Au lieu de quoi, nous avons choisi la bagnole, qui détruit l’espace et la vie des hommes, sur la terre entière désormais. Je dédie ces quelques mots à ceux qui n’ont pas réalisé que la voiture individuelle a une histoire. Qu’elle est une histoire. Qu’elle est le produit de choix, d’arbitrages, d’orientations, de désirs, de propagandes diverses. Qu’ayant eu un début, elle aura aussi une fin. La question que je me pose est celle-ci : de quel côté se situer ? Dans le parti de la résistance à ce changement qui vient de toute manière, et qui signera la mort de cette grande mythologie nationale et mondiale ? Ou plutôt dans celui du mouvement, du soutien décidé, éclairé, volontaire à la destruction du monstre ? Moi, bien entendu, j’ai choisi.

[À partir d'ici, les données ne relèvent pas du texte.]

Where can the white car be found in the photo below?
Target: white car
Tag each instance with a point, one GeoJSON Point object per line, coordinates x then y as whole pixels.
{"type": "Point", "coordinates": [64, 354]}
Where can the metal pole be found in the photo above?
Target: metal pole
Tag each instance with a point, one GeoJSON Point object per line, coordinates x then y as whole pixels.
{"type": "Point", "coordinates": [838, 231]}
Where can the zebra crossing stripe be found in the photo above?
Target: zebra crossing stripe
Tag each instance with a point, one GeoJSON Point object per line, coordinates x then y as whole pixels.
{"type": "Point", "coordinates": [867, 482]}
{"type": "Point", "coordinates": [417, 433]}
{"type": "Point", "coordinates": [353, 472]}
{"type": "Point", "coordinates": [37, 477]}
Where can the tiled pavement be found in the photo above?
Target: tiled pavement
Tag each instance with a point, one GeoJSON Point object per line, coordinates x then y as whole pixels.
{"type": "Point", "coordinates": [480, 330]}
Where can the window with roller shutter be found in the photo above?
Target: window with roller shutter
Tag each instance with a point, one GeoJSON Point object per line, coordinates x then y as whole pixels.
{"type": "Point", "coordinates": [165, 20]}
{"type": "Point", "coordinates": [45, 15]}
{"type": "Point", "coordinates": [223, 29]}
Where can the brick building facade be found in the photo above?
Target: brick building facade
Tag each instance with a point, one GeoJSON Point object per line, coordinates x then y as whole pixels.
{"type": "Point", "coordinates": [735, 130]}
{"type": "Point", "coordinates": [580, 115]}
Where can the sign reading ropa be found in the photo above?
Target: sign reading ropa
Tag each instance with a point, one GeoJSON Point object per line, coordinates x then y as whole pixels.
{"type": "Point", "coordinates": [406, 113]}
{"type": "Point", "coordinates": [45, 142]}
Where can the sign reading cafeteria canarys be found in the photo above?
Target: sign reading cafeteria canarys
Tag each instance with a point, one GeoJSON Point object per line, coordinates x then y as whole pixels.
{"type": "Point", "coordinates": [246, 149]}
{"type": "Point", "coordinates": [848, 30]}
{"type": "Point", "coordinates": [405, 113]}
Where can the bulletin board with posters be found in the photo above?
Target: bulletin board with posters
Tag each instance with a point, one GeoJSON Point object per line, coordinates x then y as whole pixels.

Source: http://fabrice-nicolino.com/

5 commentaires sur “Un mot sur ce train magnifique qui faillit bien exister

  1. chatdegouttière

    Je partage aussi cette grande peine, suis mélancolique même en n’ayant jamais connu cette période.
    Le voyage en train est pour moi une façon de se déplacer exaltante. Non-automobiliste, je fais les frais de cette carence tous les week-end pour rentrer de ma ville étudiante actuelle vers l’ancienne, où chez mes parents : l’autostop s’impose. Pas conducteur, mais à bord d’une voiture quand même…

  2. Sam

    Moi je me demande parfois si les « résistants » à ce changement n’ont pas plus de moyen dans la lutte et si, au final, il ne finiront pas par gagner…. noyer les poissons-automo-addicts et les nourrir de drogues-pulsion, abrutir la masse… ça paye en général…
    mais positivons ! agissons surtout !

  3. lecteur

    Et en plus de la bagnole , parlons de l’AVION !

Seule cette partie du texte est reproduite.